I don’t know that Kerry will or can fix the economy, but I think he’s smarter economically. During the debates, he can actually talk about economics (you know, those number thingies) while Bush, again, served up more platitudes and promises for his second term.
*Civil rights.* Civil rights are one of the concepts that is profoundly American. If we don’t uphold civil rights in this country, we may as well reverse the reason for the founding of the country, or worse, become the country we’re so quick to criticize for human rights violations: Iraq, Afghanistan, Saudi Arabia, etc. I view Bush as extremely anti-civil rights. The Patriot Act is a direct attack on civil rights and one Bush wants to strengthen. His refusal to even acknowledge that the actions at Abu Ghraib were wrong, in addition to violations of the Geneva Convention, shows Bush to be an opponent of civil rights. His appointing of Ashcroft and continued support of him is a clear indication that he does not respect civil rights. His aggressive stance to ban gay marriage and gay civil unions by changing the founding document of our country to strip people of basic rights was another example. Granted, he clearly did it only to pander to the extreme right-wing to help his re-election, but that doesn’t make it acceptable. In fact, it makes it less acceptable — human rights are not a political tool.
Although Kerry supports the Patriot Act, he has been a critic of the egregious portions of it. This is inline with how I feel about the Patriot Act — I like that it facilitates communication between the FBI and CIA and that’s where it should have stopped. Kerry will get the anti-civil rights aspects of the Patriot Act out. And I especially like that he named John Ashcroft by name as someone he will fire immediately.
*The Environment.* I don’t think I really need to explain this one.
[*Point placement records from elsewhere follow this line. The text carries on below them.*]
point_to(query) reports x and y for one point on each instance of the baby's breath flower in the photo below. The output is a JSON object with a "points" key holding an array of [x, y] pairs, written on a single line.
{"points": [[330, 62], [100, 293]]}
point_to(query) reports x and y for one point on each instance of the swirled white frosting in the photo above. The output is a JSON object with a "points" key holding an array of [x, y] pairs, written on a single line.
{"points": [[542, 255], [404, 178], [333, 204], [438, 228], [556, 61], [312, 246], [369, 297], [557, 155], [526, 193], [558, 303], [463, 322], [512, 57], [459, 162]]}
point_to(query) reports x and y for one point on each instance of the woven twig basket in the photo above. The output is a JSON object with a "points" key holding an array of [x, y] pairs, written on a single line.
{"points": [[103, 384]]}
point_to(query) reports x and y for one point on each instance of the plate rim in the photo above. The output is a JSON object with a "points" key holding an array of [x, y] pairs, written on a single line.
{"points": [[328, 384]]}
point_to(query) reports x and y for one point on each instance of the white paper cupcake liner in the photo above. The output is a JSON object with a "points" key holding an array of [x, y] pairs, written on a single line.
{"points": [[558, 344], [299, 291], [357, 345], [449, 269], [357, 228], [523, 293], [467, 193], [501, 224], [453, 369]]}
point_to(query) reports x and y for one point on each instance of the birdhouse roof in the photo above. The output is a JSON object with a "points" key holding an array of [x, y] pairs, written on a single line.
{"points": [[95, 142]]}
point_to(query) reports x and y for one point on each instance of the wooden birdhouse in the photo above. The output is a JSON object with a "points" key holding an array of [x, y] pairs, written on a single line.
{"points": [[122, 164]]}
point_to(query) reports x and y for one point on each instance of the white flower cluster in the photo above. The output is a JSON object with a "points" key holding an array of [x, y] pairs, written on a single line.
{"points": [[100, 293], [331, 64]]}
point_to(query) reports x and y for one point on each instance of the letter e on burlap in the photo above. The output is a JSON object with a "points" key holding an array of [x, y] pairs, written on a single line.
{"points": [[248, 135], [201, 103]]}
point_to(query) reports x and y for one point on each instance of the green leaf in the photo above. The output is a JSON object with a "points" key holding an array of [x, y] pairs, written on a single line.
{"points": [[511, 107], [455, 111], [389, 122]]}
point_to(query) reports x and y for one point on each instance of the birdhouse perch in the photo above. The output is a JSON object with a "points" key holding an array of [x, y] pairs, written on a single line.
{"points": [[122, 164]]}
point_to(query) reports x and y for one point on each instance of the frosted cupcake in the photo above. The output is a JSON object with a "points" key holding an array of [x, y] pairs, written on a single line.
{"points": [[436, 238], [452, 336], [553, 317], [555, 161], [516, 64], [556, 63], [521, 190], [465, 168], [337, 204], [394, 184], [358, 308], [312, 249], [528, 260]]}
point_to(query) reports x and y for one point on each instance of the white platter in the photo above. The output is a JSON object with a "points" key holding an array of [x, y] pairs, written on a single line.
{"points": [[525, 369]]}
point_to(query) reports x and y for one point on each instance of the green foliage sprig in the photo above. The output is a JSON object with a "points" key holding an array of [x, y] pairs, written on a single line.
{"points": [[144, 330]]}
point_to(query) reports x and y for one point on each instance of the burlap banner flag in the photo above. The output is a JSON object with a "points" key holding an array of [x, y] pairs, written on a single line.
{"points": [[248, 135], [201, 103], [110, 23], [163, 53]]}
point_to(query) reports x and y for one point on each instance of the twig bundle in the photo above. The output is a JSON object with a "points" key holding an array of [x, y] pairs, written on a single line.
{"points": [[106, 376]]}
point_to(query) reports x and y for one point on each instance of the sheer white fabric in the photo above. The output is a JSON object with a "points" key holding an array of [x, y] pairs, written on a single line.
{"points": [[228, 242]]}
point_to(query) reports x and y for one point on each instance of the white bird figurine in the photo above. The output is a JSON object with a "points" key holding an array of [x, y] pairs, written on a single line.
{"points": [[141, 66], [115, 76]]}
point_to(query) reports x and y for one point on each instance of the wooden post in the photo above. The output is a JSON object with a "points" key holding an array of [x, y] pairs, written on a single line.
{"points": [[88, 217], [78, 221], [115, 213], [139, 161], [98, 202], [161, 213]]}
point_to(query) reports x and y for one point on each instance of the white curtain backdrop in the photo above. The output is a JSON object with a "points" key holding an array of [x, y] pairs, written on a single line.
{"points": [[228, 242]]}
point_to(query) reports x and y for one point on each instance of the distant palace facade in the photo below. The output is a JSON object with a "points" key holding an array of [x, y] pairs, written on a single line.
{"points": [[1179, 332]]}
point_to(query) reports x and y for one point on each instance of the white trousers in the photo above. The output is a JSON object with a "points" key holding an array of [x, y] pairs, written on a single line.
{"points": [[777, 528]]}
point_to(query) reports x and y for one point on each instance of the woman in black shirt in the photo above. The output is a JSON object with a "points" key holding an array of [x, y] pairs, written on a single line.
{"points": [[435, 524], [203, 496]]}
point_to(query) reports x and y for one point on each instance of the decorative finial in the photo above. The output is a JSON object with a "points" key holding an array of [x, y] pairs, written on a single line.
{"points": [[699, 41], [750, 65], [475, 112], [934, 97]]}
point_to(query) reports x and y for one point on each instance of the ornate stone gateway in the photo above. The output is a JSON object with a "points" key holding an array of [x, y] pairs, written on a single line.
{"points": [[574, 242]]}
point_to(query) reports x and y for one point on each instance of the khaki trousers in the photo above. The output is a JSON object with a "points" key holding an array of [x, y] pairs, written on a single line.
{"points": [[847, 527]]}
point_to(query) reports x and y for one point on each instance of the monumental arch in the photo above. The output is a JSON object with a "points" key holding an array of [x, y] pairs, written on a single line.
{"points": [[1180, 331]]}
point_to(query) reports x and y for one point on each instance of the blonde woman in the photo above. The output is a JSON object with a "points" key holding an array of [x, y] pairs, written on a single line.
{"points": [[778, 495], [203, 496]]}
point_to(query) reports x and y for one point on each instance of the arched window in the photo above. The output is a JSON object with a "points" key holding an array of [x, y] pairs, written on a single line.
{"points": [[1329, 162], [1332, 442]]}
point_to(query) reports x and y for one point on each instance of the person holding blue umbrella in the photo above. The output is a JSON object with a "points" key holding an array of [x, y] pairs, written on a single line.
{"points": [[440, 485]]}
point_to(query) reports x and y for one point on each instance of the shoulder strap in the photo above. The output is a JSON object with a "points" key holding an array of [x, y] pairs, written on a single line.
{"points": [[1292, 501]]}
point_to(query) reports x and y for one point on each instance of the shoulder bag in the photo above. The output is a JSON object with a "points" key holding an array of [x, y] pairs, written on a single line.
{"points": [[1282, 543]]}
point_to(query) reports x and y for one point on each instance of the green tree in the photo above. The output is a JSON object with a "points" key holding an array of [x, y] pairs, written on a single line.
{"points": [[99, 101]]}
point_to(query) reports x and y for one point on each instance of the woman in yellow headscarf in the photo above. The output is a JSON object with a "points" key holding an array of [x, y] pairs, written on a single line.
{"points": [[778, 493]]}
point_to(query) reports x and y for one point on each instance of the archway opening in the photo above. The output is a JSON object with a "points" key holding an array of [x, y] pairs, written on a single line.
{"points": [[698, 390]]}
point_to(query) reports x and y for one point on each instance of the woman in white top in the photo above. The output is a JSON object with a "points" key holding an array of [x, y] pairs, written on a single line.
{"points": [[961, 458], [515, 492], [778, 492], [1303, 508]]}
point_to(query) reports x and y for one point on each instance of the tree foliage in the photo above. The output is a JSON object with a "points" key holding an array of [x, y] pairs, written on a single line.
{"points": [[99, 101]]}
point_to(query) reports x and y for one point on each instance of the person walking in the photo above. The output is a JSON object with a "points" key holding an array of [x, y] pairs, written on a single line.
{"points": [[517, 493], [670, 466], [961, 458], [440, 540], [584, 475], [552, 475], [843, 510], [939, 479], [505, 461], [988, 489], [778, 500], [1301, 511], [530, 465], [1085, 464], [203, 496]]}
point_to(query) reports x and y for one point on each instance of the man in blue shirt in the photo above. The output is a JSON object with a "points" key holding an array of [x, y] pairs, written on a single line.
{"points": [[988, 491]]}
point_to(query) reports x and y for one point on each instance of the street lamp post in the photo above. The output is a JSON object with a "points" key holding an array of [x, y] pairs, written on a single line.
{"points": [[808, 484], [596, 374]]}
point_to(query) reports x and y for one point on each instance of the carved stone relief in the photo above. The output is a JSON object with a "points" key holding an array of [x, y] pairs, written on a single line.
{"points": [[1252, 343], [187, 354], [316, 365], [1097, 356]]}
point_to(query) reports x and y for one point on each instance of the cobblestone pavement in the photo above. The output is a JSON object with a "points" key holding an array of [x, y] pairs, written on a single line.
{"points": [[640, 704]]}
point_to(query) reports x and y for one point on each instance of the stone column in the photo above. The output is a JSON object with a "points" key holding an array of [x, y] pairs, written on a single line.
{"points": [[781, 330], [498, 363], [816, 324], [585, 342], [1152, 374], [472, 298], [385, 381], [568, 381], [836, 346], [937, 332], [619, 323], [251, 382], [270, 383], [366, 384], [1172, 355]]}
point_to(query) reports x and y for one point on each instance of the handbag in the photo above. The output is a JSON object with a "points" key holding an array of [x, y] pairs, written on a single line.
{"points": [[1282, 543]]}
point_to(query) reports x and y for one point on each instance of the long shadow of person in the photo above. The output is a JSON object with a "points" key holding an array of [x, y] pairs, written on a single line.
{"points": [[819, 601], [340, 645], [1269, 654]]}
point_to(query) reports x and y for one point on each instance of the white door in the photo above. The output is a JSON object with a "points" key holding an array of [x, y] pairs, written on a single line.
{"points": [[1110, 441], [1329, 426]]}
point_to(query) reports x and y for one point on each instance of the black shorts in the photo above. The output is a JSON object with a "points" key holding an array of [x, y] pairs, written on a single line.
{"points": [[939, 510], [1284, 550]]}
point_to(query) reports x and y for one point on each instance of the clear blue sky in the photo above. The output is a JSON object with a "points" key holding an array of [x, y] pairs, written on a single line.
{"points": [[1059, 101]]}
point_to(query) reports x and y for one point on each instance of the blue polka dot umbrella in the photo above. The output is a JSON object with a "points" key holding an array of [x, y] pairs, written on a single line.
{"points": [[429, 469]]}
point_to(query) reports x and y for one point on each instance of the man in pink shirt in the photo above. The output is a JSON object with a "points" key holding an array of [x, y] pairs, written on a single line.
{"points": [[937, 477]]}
Bush is the worst President we’ve ever had on the environment. His bald-faced lie in the debates cinched this for me: not only is he an enemy of the environment, he either doesn’t even realize it, he’s a hypocrite, or a liar. The only reason he’s shown for being so anti-environment is to help big business. I can get behind being less than helpful to the environment if the result is a sound economic reason. But Bush didn’t even make a head-fake at it, he didn’t do it to help small business or spur economic growth, but to help large corporations and mostly oil companies.
I’m not a tree-hugger, but I know that humans need some basics like clean air and water, and I don’t see them as a natural enemy of economic growth. Look at the popularity of hybrid cars — smart people can make a successful _new_ business that protects the environment. Bush’s Clear Skies Act has harmed the quality of our air to benefit large corporations — he just isn’t a forward-thinker in this respect. And his insistence that global warming is not a reality shows his ignorance and/or lack of respect for the environment.
I believe Kerry is far more aware of the risks of an anti-environment policy. Whether he is as good as Gore on the topic is doubtful, but it’d be hard to not be better than Bush in this respect.
The best reason alone to vote for Kerry, I think, is because the race has been so high-profile. Kerry has made lots of promises to change the direction of the country, so if he wins, the pressure will be on him to act quickly and decisively. And, as the Democrats are quick to point out during the election, the world is watching. So I hope for a Kerry victory so we can start criticizing him with facts and logic, things he won’t avoid. If Bush is re-elected, we have to appeal to ideology, which, of course, can’t be argued rationally.